On Trial: Juicing 

Sounds like a superior and tasty way to inundate our bodies with a ton of vitamins and nutrients, in a glass. There are all sorts of health claims out there on the juicing craze - alkalizes, detoxes, fights disease, etc. But before you go and spend your entire paycheck on a juicer, you might want to re evaluate.

The biggest issue: While fruit juice contains vitamins, minerals, and antioxidants our bodies need, it lacks the fiber that whole fruits provide, resulting in nearly all of the juice's calories coming from sugar. It takes several fruits to make just one glass of juice - for example, about 3 to 4 oranges to make an 8oz glass of fresh juice, which adds up to about 40 grams of sugar! would you ever eat that many oranges in a sitting? Good luck.

It is very easy to overload on sugar in just a small amount of juice. Eating whole fruit requires more of an effort in chewing and swallowing, and the fiber in the fruit fills you up quickly and helps to slow down the digestion of the sugars. Because of the fiber, the sugar is sent to the liver in smaller doses, and the liver can more easily metabolize the sugar without being overloaded. On the other hand, consuming an average sized glass of juice packs several fruits' worth of sugar, consumed in a short amount of time, with no fiber to buffer the digestion. When the liver is overloaded with more fructose (fruit sugar) than it can handle, blood sugar levels soar and the excess fructose is converted to fat. Repeatedly overloading the liver with sugar can eventually lead to fat buildup in the liver and insulin resistance, a risk factor for type 2 Diabetes. (1).

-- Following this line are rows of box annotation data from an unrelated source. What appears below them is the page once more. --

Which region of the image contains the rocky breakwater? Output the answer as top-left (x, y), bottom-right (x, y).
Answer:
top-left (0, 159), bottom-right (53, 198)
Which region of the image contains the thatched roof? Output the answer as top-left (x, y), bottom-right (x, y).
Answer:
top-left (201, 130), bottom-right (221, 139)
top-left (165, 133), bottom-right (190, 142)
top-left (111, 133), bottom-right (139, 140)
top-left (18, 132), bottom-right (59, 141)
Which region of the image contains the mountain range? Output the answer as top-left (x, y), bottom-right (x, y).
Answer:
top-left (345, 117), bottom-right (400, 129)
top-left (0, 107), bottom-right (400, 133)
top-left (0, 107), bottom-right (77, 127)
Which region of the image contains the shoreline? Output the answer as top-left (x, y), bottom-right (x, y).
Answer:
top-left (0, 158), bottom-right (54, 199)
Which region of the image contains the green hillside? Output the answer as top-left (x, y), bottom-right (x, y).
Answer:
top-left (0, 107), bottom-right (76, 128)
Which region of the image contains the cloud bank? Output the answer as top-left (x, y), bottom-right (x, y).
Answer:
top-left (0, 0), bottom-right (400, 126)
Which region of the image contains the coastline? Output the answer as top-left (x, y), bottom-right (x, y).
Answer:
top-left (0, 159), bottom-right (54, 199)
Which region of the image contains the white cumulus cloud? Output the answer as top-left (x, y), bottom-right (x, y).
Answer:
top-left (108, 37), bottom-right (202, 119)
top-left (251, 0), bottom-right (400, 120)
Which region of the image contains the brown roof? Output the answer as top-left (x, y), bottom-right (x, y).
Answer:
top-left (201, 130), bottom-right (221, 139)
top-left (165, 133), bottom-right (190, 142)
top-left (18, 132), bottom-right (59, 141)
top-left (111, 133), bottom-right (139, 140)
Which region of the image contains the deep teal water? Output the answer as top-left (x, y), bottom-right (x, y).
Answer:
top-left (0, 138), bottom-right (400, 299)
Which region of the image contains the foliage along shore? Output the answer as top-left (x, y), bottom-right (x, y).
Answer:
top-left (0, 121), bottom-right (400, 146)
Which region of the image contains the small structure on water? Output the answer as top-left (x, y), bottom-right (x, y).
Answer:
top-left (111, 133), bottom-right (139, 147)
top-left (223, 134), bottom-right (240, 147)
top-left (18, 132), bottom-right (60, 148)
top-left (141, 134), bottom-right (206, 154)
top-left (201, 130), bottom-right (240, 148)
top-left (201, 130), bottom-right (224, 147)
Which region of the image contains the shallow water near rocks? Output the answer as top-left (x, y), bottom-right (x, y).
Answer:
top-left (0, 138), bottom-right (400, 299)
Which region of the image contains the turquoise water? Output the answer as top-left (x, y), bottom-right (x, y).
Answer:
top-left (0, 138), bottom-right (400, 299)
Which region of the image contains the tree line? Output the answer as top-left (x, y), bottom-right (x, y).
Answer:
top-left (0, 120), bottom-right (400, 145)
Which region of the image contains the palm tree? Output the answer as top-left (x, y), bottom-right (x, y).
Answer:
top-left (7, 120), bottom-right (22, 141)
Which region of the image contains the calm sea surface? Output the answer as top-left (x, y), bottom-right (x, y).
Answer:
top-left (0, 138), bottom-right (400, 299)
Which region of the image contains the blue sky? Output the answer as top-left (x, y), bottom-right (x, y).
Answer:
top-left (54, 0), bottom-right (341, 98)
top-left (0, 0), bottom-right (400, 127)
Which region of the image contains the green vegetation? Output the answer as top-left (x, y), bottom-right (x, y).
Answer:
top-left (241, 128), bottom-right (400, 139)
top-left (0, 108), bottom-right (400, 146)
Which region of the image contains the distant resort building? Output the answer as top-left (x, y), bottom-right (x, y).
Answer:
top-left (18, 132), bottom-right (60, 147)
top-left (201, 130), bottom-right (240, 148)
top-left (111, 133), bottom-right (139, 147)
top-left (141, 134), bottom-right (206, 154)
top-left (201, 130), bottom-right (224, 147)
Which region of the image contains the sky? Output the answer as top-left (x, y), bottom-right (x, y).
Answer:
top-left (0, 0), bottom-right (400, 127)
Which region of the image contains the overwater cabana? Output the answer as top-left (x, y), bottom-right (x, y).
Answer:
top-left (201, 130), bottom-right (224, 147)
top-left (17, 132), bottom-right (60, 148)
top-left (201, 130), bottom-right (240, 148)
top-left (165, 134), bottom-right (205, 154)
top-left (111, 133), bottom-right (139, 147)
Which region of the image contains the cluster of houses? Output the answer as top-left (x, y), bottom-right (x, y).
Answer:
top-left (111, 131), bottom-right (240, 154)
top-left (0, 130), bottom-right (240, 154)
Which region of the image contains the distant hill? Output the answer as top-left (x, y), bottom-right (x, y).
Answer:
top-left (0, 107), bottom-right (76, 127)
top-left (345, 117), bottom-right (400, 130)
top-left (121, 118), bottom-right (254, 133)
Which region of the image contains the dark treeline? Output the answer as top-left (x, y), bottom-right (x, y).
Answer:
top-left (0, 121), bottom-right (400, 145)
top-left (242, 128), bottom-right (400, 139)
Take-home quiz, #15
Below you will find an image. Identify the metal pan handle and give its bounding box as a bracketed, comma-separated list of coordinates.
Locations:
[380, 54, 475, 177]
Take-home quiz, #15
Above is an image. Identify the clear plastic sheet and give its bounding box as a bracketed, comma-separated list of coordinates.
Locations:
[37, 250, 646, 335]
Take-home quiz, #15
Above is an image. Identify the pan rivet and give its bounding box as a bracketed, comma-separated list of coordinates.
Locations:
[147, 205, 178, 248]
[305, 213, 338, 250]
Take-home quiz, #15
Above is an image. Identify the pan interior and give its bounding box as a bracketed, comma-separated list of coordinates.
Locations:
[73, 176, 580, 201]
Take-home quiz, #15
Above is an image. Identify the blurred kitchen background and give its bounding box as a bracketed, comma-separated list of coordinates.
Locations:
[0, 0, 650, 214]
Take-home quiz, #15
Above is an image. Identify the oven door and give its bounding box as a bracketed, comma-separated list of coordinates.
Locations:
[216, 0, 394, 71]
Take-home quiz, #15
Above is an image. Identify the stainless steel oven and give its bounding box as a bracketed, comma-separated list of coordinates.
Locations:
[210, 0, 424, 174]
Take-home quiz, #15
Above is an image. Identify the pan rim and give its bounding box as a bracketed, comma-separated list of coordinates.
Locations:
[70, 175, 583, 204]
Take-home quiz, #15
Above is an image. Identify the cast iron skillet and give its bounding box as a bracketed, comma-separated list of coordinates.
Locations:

There is a healthy way to juice, and it does not involve tossing 10 whole fruits into your juicer. Try juicing mostly vegetables, and throwing just one fruit in (if you need the sweetness), to get the most amount of nutrients while keeping sugar low. Some veggies are better to juice than others.

Best veggies to juice:

  • Beets: cleanses liver
  • Carrots: cleanses liver and gall bladder. Use sparingly, as sugar is a little higher than other veggies.
  • Celery: anti-inflammatory, alkalizing.
  • Cucumbers: good for skin health, cleansing.
  • Fennel: helps digestion and bloating.
  • Ginger: amazing for digestion and adds a kick.
  • Romaine lettuce: boosts nutrient content and volume of juice with hardly any calories/sugar
  • Wheatgrass: Add to juice for detoxing and alkalizing benefits

To yield ALL the benefits of these veggies, try blending them to a smoothie, especially if you did not already spend the money on a juicer. You will get all of the benefits listed above plus the fiber from the vegetables in their whole form.

Avoid juicing raw kale, broccoli, cabbage, bok choy, collards.
Cruciferous vegetables are goitrogenic: they contain substances that suppress thyroid function when consumed raw (2). These veggies are best consumed lightly cooked/steamed, as cooking deactivates the goitrogens.

Kids and juice:

A new study from the American Academy of Pediatrics verifies that fruit juice offers no nutritional benefits over whole fruits, and often leads to excess sugar and calorie intake in children. The Academy recommends that juice should not be introduced to infants under 12 months unless clinically indicated. For toddlers 1-3 years, the intake of juice should be limited to, at most, 4 ounces/day. For children 4-6 years old, no more than 6 ounces/day. For children 7 to 18 years of age, juice intake should be limited to 8 ounces, or 1 cup of the recommended 2 to 2.5 cups of whole fruit per day. (3) Keep in mind that if you are going to give children juice, it should be 100% juice without any added sugars/flavors/colors.

The Verdict: small amounts of fruit juice consumed moderately will not cause any major problems for otherwise healthy individuals. However, for individuals who already have diet-related diseases or are overweight, juice can exacerbate these health conditions, or at least inhibit health promotion (4), depending on how and what you are juicing.